Autre phalange souabe, le SWR Vokalensemble, reconnaissable entre mille par son timbre si homogène, semble conçu pour l’interprétation de la musique française, avec l’une des plus belles danse des Pâtres et Pastourelles du répertoire. Le même constat vaut pour l’excellente performance du Cantus Juvenum de Karlsruhe.
Nous l’évoquions déjà tout à l’heure, une gravure de L’Enfant ne va pas sans un rôle-titre parfaitement adéquat, qui faute de démonstrations vocales ébouriffantes assure la coloration naïve et les transitions entre les numéros, non moins difficiles à ménager. Fort heureusement, Camille Poul possède ce timbre frais et jeune dont il est question, offrant une lecture retenue mais touchante de simplicité.
Mais L’Enfant, ce sont aussi des seconds rôles qui doivent être servis avec la même qualité que le personnage principal. Marie Karall se hisse sans grande peine à la hauteur de sa collègue, avec des personnages finement dessinés au moyen d’une diction sans faille. Seule la Libellule semble un brin monolithique pour évoquer la valse américaine demandée par Ravel. Julie Pasturaud semble en meilleure forme que dans la gravure proposée l’année dernière par Leonard Slatkin, puisqu’elle force moins le trait pour mieux décrire ses personnages. Cependant, la tessiture se révèle en mal d’aigus par endroits (« la chaise de paille ») et la diction pourrait soigner davantage les couleurs des voyelles (cette critique ne vaut heureusement pas pour son Pâtre, musicalement irréprochable).
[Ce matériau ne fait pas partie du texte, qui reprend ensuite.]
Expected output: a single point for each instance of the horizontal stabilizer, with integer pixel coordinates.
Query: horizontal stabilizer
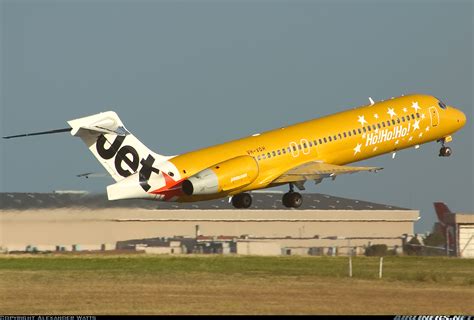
(39, 133)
Maïlys de Villoutreys se sert de ses brèves interventions en tant que Chauve-Souris et Pastourelle pour dérouler une voix au timbre frais et jeune, parée d’un prononciation sans encombres. Reste la question d’Annick Massis, qui a fait de son trio Feu, Princesse et Rossignol l’une de ses cartes de visite. La voix semble toujours aussi puissante qu’à l’habitude, mais c’est une certaine lassitude qui semble s’être installée dans son air du Feu, moins pétillant qu’à l’habitude, et au vibrato très prononcé. Ajoutons un Rossignol à l’intonation assez approximative (malgré une princesse toujours aussi touchante !) et c’est une sensation de trop peu que nous retenons de cette gravure.
Côté messieurs, le bilan est lui-aussi positif malgré quelques réserves, à l’instar de la performance de Paul Gay. Si l’Arbre qu’il interprète arrive parfaitement à propos, le Fauteuil lui pose davantage de difficultés avec un timbre qui se tend dans les aigus. Marc Barrard propose une solide Horloge Comtoise et un Chat aux circonvolutions peut-être précieuses mais toujours bienvenues. En concluant la distribution, François Piolino nous impressionne par son timbre brillant, à la projection phénoménale, défendant avec assurance les rôles pourtant ingrats de la Théière, du Petit Vieillard et de la Rainette.
Nous le pressentions au début de l’écoute : les belles promesses de cet enregistrement ne suffisent pas à le hisser tout en haut de notre palmarès ravélien. Il manque en effet cette quasi-perfection chez les seconds rôles pour permettre l’adhésion pleine et entière de l’auditeur. Pourtant, gageons que les qualités réunies dans cet enregistrement seront remises à profit lors d’une prochaine interprétation.